Dácio Nitrini: Não. Eu estou sugerindo que a senhora responda com toda sinceridade, se a senhora consegue, objetivamente, coisas práticas em relação à diminuição da violência policial contra os menores, nem vou dizer contra todos, que é área de sua responsabilidade.

Alda Marco Antônio: Olha, Dácio, a minha relação com a cúpula da polícia é muito boa, tanto com o secretário, com o delegado geral, com os comandantes, o relacionamento é fraternal, nós temos o mesmo chefe, nós recebemos a mesma orientação. Porém nós temos natureza de trabalho diferente. A Secretaria do Menor trabalha com educação, e a Secretaria de Segurança trabalha com repressão. Nós nos entendemos muito bem na direção, mas o embate se dá na rua. E na rua, quando o embate é entre jovens e policiais, entre crianças e policiais, entre educadores e policiais, muitas vezes nós encontramos policiais despreparados. Eu realmente não posso imaginar que a polícia possa ser dócil na rua, por exemplo, mas eu também gostaria que ela fosse mais respeitosa em muitos casos de embate, de situação limite, que nós temos vivido na rua. Só que não é da minha responsabilidade.

Dácio Nitrini: Se a rua tem esse perigo todo, tem esse embate diário, por que há programas de desinternação, de retirada dos menores do âmbito da responsabilidade direta do Estado? Eu não tenho detalhes, mas...

Alda Marco Antônio: [interrompendo] Você está se referindo à Febem?

Dácio Nitrini: À Febem!

Alda Marco Antônio: Puxa vida, Dácio, desinternação!
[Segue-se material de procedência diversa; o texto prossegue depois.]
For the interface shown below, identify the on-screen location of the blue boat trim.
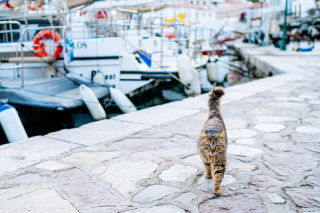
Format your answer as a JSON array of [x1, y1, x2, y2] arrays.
[[0, 103, 13, 112]]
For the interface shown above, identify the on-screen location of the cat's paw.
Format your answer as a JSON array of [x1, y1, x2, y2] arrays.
[[206, 173, 212, 179], [213, 188, 221, 196]]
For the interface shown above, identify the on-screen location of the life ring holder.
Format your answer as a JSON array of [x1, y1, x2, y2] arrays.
[[33, 30, 63, 60], [4, 1, 14, 10], [4, 0, 43, 11], [28, 0, 43, 11]]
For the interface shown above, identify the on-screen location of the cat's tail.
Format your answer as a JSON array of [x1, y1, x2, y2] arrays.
[[208, 87, 224, 110]]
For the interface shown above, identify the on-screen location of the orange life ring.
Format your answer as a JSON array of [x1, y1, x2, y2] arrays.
[[97, 10, 109, 19], [33, 30, 63, 60], [165, 33, 176, 39], [28, 0, 43, 11], [4, 1, 14, 10]]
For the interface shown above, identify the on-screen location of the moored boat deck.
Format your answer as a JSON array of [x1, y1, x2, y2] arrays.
[[0, 44, 320, 213]]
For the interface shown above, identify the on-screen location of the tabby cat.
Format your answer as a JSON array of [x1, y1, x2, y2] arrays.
[[198, 87, 228, 196]]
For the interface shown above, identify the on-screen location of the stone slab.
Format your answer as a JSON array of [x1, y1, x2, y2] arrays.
[[112, 106, 200, 125], [0, 136, 79, 175], [263, 153, 320, 176], [199, 194, 267, 213], [61, 152, 120, 166], [235, 138, 256, 145], [253, 124, 286, 132], [284, 187, 320, 208], [61, 182, 121, 207], [51, 168, 91, 185], [264, 142, 294, 152], [123, 205, 186, 213], [251, 115, 299, 123], [173, 192, 197, 203], [181, 154, 204, 169], [158, 164, 198, 183], [296, 126, 320, 134], [249, 175, 283, 191], [0, 189, 78, 213], [228, 129, 257, 139], [108, 138, 166, 151], [306, 176, 320, 187], [99, 161, 158, 197], [34, 160, 68, 171], [46, 119, 150, 146], [267, 101, 307, 109], [0, 173, 43, 188], [227, 144, 263, 157], [266, 193, 286, 204], [227, 163, 258, 172], [291, 133, 320, 143], [132, 185, 179, 204], [198, 174, 237, 192], [224, 118, 248, 130]]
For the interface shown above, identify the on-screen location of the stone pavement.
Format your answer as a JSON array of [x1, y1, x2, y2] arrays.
[[0, 47, 320, 213]]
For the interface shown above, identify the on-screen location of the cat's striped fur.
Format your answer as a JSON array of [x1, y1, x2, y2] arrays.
[[198, 87, 228, 196]]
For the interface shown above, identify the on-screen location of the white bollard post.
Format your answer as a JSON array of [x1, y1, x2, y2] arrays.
[[109, 87, 137, 113], [0, 104, 28, 143], [79, 84, 107, 121]]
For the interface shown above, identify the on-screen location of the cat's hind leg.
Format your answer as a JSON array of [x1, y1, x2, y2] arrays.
[[213, 165, 226, 196], [203, 163, 212, 179]]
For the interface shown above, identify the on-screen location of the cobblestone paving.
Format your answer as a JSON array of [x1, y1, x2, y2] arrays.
[[0, 55, 320, 213]]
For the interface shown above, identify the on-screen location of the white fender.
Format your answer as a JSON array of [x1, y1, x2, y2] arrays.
[[177, 54, 193, 84], [216, 56, 230, 83], [93, 71, 106, 85], [46, 66, 56, 78], [0, 104, 28, 143], [109, 87, 137, 113], [8, 0, 24, 7], [206, 62, 217, 83], [79, 84, 107, 121], [185, 68, 201, 96]]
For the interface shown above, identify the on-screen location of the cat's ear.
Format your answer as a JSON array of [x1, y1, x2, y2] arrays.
[[201, 131, 211, 139], [214, 132, 224, 140]]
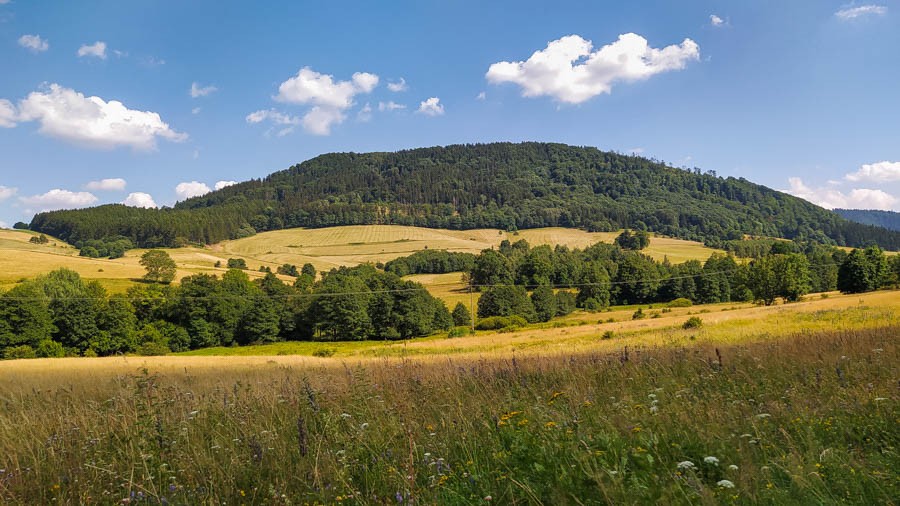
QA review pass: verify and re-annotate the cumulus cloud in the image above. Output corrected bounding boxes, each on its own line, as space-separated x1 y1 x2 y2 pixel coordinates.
388 77 409 93
0 98 17 128
834 4 887 21
16 84 187 150
485 33 700 104
845 161 900 183
78 40 106 60
19 188 97 212
416 97 444 116
378 100 406 112
356 102 372 122
785 177 898 211
256 67 379 135
85 177 127 191
0 186 19 202
175 181 211 200
191 82 218 98
122 192 159 209
19 35 50 53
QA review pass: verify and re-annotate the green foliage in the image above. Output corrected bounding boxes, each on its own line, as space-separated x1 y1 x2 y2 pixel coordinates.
475 316 528 330
30 142 900 249
141 249 177 283
451 302 472 327
616 229 650 250
384 249 475 277
3 344 36 360
681 316 703 330
228 258 247 270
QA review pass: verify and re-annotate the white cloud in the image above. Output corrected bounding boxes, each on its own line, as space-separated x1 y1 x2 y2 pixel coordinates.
19 188 97 212
378 100 406 112
388 77 409 93
85 177 127 191
485 33 700 104
0 186 19 202
19 35 50 53
845 161 900 183
78 40 106 60
122 192 159 209
175 181 211 200
191 82 218 98
264 67 378 135
356 102 372 122
834 5 887 21
18 84 187 150
0 98 17 128
416 97 444 116
784 177 900 210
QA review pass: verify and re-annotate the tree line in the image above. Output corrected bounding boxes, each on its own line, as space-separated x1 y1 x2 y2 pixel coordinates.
30 142 900 250
0 240 900 358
Quando nós lutamos pela desinternação, nós estávamos lutando para garantir um direito líquido e certo. Quando o Estatuto da Criança e do Adolescente veio, ele disse: “nenhuma criança com idade abaixo de 12 anos pode ficar presa”. Então nós lutamos para que o judiciário garantisse um direito. Nós estávamos lutando por um direito! [fala com ênfase] Eu não acredito que alguém aqui possa querer que crianças fiquem presas sem estar previsto na lei.

Dácio Nitrini: Não, não é isso que estou querendo, não estou propondo. Eu estou dizendo se a rua é perigosa, se internar é perigoso, como é que se resolve essa questão?

Alda Marco Antônio: Mas hoje a sociedade é perigosa! Veja só os milionários! O [Wagner] Canhedo [à época da entrevista, era dono da Vasp, empresa de aviação] acabou de contratar cinqüenta seguranças armados só para fazer a segurança das pessoas de sua família. Não é diferente para essas crianças, não é diferente para mim, não é diferente para você. Nós temos que mudar a sociedade. Esta sociedade é que não presta, esta sociedade é que já não vale mais nada, todos os valores estão mudados. Nós temos que fazer algo novo, e nós temos a proposta para esse algo novo. Tem que se começar respeitando o adulto que trabalha, e tem que se começar de fato a educar crianças, a respeitar crianças, a atrair e manter crianças nas escolas. Eu fui secretária de Relações do Trabalho no ano de 1986, ano em que mais teve dinheiro na mão da população, foi o ano em que menos teve assalto a mão armada, foi o ano em que teve menos crimes, menos assalto a banco... Por que isso? Porque as pessoas tinham esperança, porque tinham emprego. Eu administrei 670 greves em um ano, e em muitas delas, com meia hora de conversa na porta da fábrica, ficava resolvido. Não sei se você se lembra da greve pipoca [paralisações localizadas e em seqüência nas várias indústrias de um mesmo setor]. Não se fazia greve geral; [fazia-se] greve pipoca em cada fábrica. Então os operários conseguiam, às vezes, com duas horas de greve, 10% de aumento numa época em que estava tudo congelado. Então o que não presta para nós hoje é a sociedade, de uma maneira geral. Nós precisamos mudar tudo isso. E não é fácil. Se fosse uma tarefa fácil, os caminhos estariam aí. Mas tem essa receita, que é uma receita muito minha, que hoje espero, entendo, sei lá, acredito que conheço um pouco as crianças, conheço um pouco o mundo das relações do trabalho, conheço um pouco este país que eu adoro, que eu amo, que chama Brasil, mas que está ruim, está ruim para nós todos. Pior para as crianças, porque elas são mais frágeis, porque elas estão sem escola, porque elas estão sem roupa, porque quando elas adoecem, não tem vaga no hospital, elas estão desassistidas, é uma desesperança geral. E nesse quadro todo, sobe a violência e a violência acaba sobrando para todos.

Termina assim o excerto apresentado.